Wiggins v. PNC Bank, Kentucky, Inc.

988 S.W.2d 498, 1998 Ky. App. LEXIS 141, 1998 WL 1039392
CourtCourt of Appeals of Kentucky
DecidedJuly 2, 1998
DocketNo. 1996-CA-002444-MR
StatusPublished
Cited by10 cases

This text of 988 S.W.2d 498 (Wiggins v. PNC Bank, Kentucky, Inc.) is published on Counsel Stack Legal Research, covering Court of Appeals of Kentucky primary law. Counsel Stack provides free access to over 12 million legal documents including statutes, case law, regulations, and constitutions.

Bluebook
Wiggins v. PNC Bank, Kentucky, Inc., 988 S.W.2d 498, 1998 Ky. App. LEXIS 141, 1998 WL 1039392 (Ky. Ct. App. 1998).

Opinions

OPINION

BUCKINGHAM, Judge.

Appellants, Jeanine Wiggins, Diana Dickey, Allison Dickey-Bartholomew, and all other descendants, per stirpes of Carrie F. Schlegel (the descendants), appeal from an opinion and order of the Jefferson Circuit Court which granted summary judgment in favor of PNC Bank, Kentucky, Inc., as Trustee (PNC). The descendants also appeal from the trial court’s denial of their motion to set aside or vacate the opinion and order. Having considered the record, the arguments of counsel, and the applicable law, we reverse and remand.
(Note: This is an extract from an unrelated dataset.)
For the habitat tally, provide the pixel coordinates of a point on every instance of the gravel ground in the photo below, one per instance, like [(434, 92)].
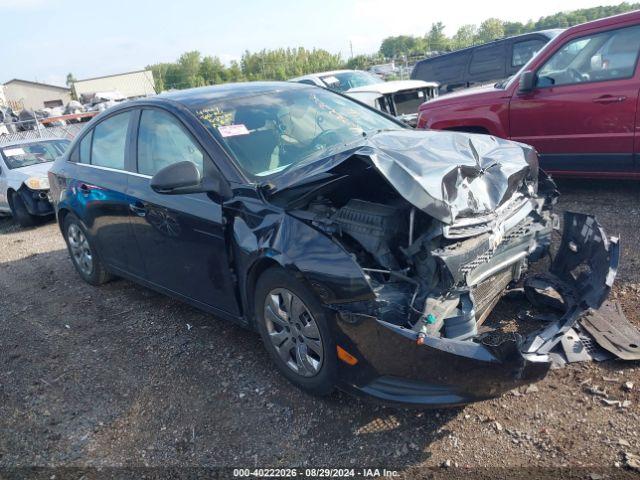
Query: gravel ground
[(122, 376)]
Came F. Schlegel died in 1936 and left a will which provided for the creation of a trust (the Schlegel Trust) for which her daughter, Verna Schlegel Moesser (Verna), was the life income beneficiary. Mrs. Schlegel’s will also provided that upon the death of Verna, the trust would cease and the remaining principal would pass to Verna’s descendants, per stirpes. If Verna died without leaving any surviving descendants, the descendants of Mrs. Schlegel (her two sons, George Schlegel and Leland Schlegel) would receive the remaining principal. If George or Leland predeceased Verna, then George’s or Leland’s descendants were to take his respective share of the trust balance per stirpes. Mrs. Schlegel named Fidelity and Columbia Trust Company, a predecessor of PNC, as trustee of the Schlegel trust. The will also provided that if at any time during the duration of the [500]*500Schlegel trust “it is necessary or advisable to use some portion of the principal ... for the maintenance, welfare, comfortor [sic], happiness” of Verna, then the trustee is authorized “to use so much of the principal of said trust fund as it, in its discretion deems necessary or advisable to be used to mett [sic] such condition or situation.” Mrs. Schlegel’s will also provided that “[m]y trustee [is] not to be liable for the exercise of such Discretion.”
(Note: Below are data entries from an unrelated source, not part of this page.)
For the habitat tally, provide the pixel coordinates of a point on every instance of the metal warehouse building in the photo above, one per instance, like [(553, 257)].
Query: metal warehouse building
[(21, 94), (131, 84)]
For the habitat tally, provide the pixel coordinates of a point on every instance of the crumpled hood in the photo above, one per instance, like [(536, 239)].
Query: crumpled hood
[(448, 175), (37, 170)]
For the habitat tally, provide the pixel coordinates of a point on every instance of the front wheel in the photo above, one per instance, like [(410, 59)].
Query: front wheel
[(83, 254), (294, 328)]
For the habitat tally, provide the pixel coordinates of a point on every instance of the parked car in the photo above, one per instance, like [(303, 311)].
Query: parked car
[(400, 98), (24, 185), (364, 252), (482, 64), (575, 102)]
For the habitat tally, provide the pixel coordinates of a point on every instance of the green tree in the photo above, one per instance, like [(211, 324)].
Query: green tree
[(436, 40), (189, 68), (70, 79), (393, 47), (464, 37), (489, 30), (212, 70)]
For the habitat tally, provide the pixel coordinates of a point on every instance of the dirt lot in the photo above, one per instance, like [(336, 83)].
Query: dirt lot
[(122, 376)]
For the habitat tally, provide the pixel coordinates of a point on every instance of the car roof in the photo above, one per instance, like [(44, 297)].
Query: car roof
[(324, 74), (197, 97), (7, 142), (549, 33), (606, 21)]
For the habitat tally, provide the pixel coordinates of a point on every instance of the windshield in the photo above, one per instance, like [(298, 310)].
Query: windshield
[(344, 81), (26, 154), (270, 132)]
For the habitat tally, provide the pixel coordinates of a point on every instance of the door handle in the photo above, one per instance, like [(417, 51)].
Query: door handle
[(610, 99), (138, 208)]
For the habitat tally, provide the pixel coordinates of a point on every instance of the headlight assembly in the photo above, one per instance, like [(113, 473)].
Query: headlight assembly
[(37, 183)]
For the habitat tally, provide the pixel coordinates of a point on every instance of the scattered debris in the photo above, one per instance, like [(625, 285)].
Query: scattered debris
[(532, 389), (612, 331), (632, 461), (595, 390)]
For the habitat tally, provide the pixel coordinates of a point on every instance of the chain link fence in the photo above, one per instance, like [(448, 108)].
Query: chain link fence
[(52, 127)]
Verna married and became Verna Schlegel Moesser. In 1983, Verna created an inter vivos trust (the Moesser trust) for her benefit. The Moesser trust provided that the income from that trust was to be paid to Verna for her life and also that such portions of the principal as she directed in writing were to be paid to her. The named trustee of the Moesser trust was Citizens Fidelity Bank and Trust Company, also a predecessor of PNC. Upon Verna’s death, the Moesser trust was to terminate and the assets contained therein were to be transferred to Verna’s personal representative.
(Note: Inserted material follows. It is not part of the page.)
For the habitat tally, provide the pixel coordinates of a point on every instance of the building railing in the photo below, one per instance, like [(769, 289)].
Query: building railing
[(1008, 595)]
In 1985, Verna appointed H. Thomas Bailey (Bailey) as her attorney-in-fact. Bailey is variously described in the record as being Verna’s foster son, stepson, or nephew by marriage. Mr. Bailey apparently helped take care of Verna until she entered a nursing home in 1986. Initially, encroachments were made from the principal of the Moesser trust to pay for Verna’s care in the nursing home. In 1990, however, PNC suggested to Bailey that PNC’s encroachment committee might consider allowing encroachments from the principal of the Schlegel trust as well as encroachments from the Moesser trust for Verna’s care.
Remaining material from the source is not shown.